Reading the play today, it is hard to realize that so crude a representation of life, whether eastern or western, could have passed either for truth or good drama; and that a play so unskillfully constructed and poor in characterization could have achieved the success accredited to The Great Divide. Perhaps the real reason was that Easterners, particularly New Yorkers, were so hazy about any sort of life west of Pittsburgh that they credulously accepted almost anything as "truthful representation."

The play reaches its climax in the middle of the first act and from then on the author is hard put to hold our interest until the curtain drops on the final scene. The Great Divide, however, deserves mention in that it blazed the way for plays that used something other than the conventional "drawing room" settings and characters from middle and upper class life.

Moody's parents died while he was still a boy. He worked his way through prep school and later through Harvard University. There he acted as assistant in English during 1894-5. In 1895 he received an appointment as an instructor at the University of Chicago, and in 1901 was promoted to an assistant professorship which he held until 1903. In 1902 he collaborated in a book, A First View of English and American Literature, but this sort of writing was drudgery and done only that he might gain money to help his family to better things.

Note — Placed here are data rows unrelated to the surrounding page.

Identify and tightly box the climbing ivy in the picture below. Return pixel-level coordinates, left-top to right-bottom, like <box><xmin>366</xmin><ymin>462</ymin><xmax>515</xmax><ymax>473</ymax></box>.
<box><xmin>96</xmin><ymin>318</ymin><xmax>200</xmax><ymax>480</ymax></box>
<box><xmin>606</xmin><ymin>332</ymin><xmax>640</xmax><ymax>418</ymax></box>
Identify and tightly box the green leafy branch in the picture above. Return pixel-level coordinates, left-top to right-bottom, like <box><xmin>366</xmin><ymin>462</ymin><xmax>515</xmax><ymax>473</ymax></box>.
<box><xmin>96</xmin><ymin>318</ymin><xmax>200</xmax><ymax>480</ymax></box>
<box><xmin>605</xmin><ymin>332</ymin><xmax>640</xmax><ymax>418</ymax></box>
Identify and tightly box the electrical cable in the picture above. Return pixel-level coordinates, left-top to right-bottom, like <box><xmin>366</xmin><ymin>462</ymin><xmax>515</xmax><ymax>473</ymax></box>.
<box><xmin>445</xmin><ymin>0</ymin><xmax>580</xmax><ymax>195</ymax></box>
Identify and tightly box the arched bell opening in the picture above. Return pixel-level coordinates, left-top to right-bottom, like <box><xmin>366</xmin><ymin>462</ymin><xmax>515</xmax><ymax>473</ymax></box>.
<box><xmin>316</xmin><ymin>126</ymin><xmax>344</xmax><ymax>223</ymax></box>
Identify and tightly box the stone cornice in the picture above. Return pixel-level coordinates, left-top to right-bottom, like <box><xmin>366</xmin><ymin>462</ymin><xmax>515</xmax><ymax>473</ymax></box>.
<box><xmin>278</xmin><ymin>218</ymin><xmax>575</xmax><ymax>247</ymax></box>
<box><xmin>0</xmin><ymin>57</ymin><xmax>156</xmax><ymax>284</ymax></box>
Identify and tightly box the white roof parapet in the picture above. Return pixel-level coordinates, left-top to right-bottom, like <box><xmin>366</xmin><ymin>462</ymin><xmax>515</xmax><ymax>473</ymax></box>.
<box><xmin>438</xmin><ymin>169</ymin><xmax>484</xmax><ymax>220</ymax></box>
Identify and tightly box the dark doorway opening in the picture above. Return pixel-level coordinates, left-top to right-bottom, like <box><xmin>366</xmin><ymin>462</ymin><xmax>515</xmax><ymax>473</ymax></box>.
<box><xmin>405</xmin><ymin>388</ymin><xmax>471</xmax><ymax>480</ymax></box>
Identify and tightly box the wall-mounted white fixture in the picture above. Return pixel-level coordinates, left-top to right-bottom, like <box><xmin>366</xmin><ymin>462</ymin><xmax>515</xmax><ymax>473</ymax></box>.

Moody's real interest lay in poetry. His three poetic dramas, The Masque of Judgment (1900), The Fire Bringer (1904), and The Death of Eve (incomplete at the author's death), entitle him to a high place in American literature. All three are notable for richness of rhythm and a fine lyric sense. Moody's one other produced play, The Faith Healer (1909) attracted some attention but was not a dramatic success. It is possible, however, that had he not been cut off in his prime, Moody might have attained real success as a playwright.